BERLIN: German prosecutors said Thursday they had seized assets worth around 35 million euros ($42 million) as part of a money-laundering probe targeting Lebanon’s former central bank governor Riad Salameh and four other people.
Salameh headed Lebanon’s central bank between 1993 and 2023 and has faced numerous accusations including embezzlement, money laundering and tax evasion in separate probes in Lebanon and abroad.
He has denied any wrongdoing.
Prosecutors in Munich said in a statement that “high-value commercial properties in Munich and Hamburg, as well as shares in a real estate company in Duesseldorf” had been seized as part of their investigation.
They allege that Salameh, acting with his brother Raja, “embezzled funds totalling more than $330 million to the detriment of the Lebanese central bank and thereby at the expense of the Lebanese state, in order to illegally enrich himself” between 2004 and 2015.
The funds originated from financial transactions between the Lebanese central bank and commercial banks in Lebanon.
The money was laundered through a shell company in the British Virgin Islands and used by Raja Salameh and three other co-accused for investments in Germany and elsewhere in Europe, prosecutors say.

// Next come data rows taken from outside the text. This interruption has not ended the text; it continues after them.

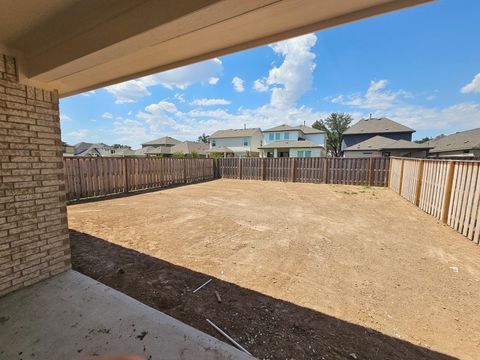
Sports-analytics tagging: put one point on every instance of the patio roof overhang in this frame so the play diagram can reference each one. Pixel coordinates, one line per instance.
(75, 46)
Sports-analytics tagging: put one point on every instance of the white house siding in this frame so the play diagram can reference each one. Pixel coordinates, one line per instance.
(315, 152)
(292, 136)
(357, 154)
(236, 144)
(316, 138)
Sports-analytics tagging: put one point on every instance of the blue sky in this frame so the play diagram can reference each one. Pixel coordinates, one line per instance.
(419, 66)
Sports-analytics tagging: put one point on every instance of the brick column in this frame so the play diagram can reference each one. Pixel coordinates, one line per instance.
(34, 243)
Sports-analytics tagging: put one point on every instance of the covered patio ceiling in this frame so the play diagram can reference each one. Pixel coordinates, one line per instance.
(78, 45)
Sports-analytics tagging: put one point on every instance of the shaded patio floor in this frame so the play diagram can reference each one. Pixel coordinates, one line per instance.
(72, 316)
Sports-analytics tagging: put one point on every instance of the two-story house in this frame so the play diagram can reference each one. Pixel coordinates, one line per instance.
(236, 142)
(158, 147)
(366, 129)
(293, 141)
(374, 137)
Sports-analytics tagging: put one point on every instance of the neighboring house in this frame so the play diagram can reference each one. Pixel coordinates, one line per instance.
(464, 144)
(158, 147)
(189, 147)
(368, 128)
(67, 150)
(92, 150)
(239, 142)
(380, 146)
(293, 141)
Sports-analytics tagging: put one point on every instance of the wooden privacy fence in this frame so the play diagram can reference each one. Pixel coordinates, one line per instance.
(348, 171)
(446, 189)
(102, 176)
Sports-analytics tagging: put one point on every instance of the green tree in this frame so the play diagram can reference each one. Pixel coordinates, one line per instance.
(204, 138)
(216, 155)
(334, 126)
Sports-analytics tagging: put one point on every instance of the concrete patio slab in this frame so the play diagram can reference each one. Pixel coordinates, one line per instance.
(72, 316)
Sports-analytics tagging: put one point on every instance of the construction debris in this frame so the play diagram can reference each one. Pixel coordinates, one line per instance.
(228, 337)
(217, 295)
(206, 283)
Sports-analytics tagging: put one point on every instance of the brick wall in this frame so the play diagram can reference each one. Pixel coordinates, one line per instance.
(34, 242)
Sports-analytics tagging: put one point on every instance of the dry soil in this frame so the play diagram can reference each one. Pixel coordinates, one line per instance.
(304, 271)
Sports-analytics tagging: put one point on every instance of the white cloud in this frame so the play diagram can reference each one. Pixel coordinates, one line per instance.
(238, 84)
(473, 86)
(213, 80)
(162, 105)
(294, 76)
(179, 97)
(79, 134)
(382, 102)
(376, 97)
(260, 86)
(128, 92)
(181, 78)
(210, 102)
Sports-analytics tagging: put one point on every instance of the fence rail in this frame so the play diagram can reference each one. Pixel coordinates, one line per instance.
(351, 171)
(102, 176)
(446, 189)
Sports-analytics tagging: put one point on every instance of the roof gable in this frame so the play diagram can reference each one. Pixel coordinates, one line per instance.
(464, 140)
(382, 143)
(166, 140)
(232, 133)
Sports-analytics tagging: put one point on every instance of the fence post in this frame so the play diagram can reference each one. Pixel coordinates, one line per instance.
(292, 169)
(184, 171)
(448, 191)
(370, 171)
(419, 182)
(325, 170)
(401, 177)
(125, 170)
(262, 169)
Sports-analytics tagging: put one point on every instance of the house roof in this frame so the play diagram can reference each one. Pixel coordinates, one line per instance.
(166, 140)
(376, 126)
(221, 149)
(382, 143)
(303, 128)
(187, 147)
(464, 140)
(231, 133)
(286, 144)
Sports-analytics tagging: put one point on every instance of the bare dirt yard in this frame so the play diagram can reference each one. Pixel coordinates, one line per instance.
(304, 271)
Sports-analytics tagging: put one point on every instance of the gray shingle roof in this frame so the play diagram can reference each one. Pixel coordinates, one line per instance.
(303, 128)
(286, 144)
(222, 149)
(376, 126)
(464, 140)
(166, 140)
(187, 147)
(220, 134)
(382, 143)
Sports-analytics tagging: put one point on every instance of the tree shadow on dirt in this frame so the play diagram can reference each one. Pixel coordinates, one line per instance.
(269, 328)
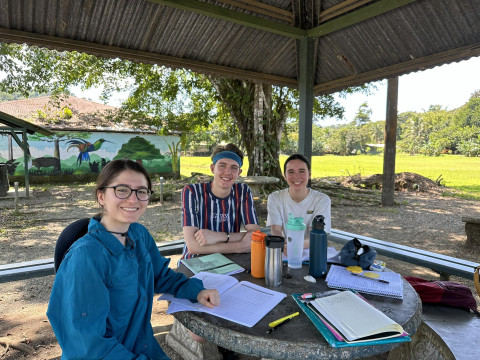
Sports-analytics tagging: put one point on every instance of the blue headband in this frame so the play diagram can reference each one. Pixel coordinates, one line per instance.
(228, 155)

A court in Munich will now decide whether the seized property can be permanently confiscated.
German prosecutors opened their investigation in 2021 and have been working with investigators from France and Luxembourg.
Salameh has been accused of being a key culprit in Lebanon’s economic crash, which the World Bank has called one of the worst in recent history, but he has defended his legacy and insisted he is a “scapegoat.”
He was arrested in Lebanon in 2024 and indicted in April 2025 for allegedly embezzling $44 million from the central bank.
In September he was freed after posting more than $14 million in bail and on condition of a one-year travel ban.